According to our results, resident physicians who had received CPG-related education before or after becoming a physician used CPGs much more frequently (OR [95%CI] 1.7 [1.0–2.5]: Table 4) than those who had not received such education. To date, however, evidence-based practice and CPGs, from development to dissemination and implementation, have not been adopted as part of the basic curriculum for medical students in Japan. Rather, they are sporadically delivered only to those interested in the topic, through continuing medical education or activities undertaken by medical societies. For example, this may be done through courses on the history of evidence-based medicine, where one might learn how CPGs have evolved and become standardized, or how to develop clinical questions, or how to use internationally adopted methods including tools for guideline development and evaluation of guidelines such as Appraisal of Guidelines for Research & Evaluation II (AGREE-II) [20, 21] and the Grading of Recommendations, Assessment, Development and Evaluations (GRADE) [22]. Methods for using how to use evidence and CPGs effectively in daily practice should be taught as a specific part of the medical curriculum or as a systematic programme with a sufficient amount of time allotted to it.

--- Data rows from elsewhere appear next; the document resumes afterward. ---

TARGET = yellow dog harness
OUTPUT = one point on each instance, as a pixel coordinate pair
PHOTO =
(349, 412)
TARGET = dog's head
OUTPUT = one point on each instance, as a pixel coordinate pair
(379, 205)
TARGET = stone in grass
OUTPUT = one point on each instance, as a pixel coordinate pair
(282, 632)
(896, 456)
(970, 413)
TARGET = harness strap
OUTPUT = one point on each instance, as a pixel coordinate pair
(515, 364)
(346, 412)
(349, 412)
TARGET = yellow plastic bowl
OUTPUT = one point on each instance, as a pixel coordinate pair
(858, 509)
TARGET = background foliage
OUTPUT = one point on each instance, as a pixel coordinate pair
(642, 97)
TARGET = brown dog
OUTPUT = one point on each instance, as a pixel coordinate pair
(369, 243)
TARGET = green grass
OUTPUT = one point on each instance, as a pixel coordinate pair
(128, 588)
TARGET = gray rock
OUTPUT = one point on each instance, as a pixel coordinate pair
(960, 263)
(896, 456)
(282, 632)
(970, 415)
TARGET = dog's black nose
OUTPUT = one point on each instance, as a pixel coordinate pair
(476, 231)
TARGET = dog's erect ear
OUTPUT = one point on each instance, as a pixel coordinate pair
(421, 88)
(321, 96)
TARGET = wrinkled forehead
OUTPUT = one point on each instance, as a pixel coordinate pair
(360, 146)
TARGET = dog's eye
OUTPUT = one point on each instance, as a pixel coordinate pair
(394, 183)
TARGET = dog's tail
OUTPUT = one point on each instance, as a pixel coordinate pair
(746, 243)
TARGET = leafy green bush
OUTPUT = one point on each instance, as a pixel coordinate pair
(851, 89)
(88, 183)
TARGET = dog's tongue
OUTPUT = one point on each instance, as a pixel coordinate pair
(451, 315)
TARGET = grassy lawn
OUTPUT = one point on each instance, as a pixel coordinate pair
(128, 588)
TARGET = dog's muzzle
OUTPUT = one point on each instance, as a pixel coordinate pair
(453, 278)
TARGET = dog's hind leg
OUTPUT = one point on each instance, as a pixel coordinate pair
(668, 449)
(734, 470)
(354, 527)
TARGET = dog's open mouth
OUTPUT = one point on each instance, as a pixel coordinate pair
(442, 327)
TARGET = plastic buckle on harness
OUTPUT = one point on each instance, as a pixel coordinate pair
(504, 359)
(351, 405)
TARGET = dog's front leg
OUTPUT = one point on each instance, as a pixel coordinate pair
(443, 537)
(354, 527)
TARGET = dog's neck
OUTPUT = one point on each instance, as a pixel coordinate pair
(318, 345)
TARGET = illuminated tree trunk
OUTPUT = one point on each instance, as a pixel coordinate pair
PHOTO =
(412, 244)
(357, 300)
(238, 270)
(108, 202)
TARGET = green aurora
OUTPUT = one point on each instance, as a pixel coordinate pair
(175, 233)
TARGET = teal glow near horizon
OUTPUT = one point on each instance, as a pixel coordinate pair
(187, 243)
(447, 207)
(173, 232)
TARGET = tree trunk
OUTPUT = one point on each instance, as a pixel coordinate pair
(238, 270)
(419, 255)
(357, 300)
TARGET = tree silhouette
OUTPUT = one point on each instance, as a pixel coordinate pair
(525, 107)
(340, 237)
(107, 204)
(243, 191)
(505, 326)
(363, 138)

Furthermore, there is need for digital skills’ training with an emphasis on digital literacy in the context of CPG implementation, which would include knowledge of the CPG clearing houses in various countries (e.g. the Scottish Intercollegiate Guidelines Network (SIGN), the ECRI Guideline Trust TM, the Guidelines International Network’s International Guidelines Database, and the Minds). Knowledge of how to retrieve the latest digital content, including ways to use multiple search engines and paywalled medical datasets, and knowledge of health information systems, including various applications and technologies, are essential [23]. In today’s information-overloaded world, clinicians are expected to possess integrated skills across a number of fields rather than solely in health care, in order to keep up with the latest information [24, 25]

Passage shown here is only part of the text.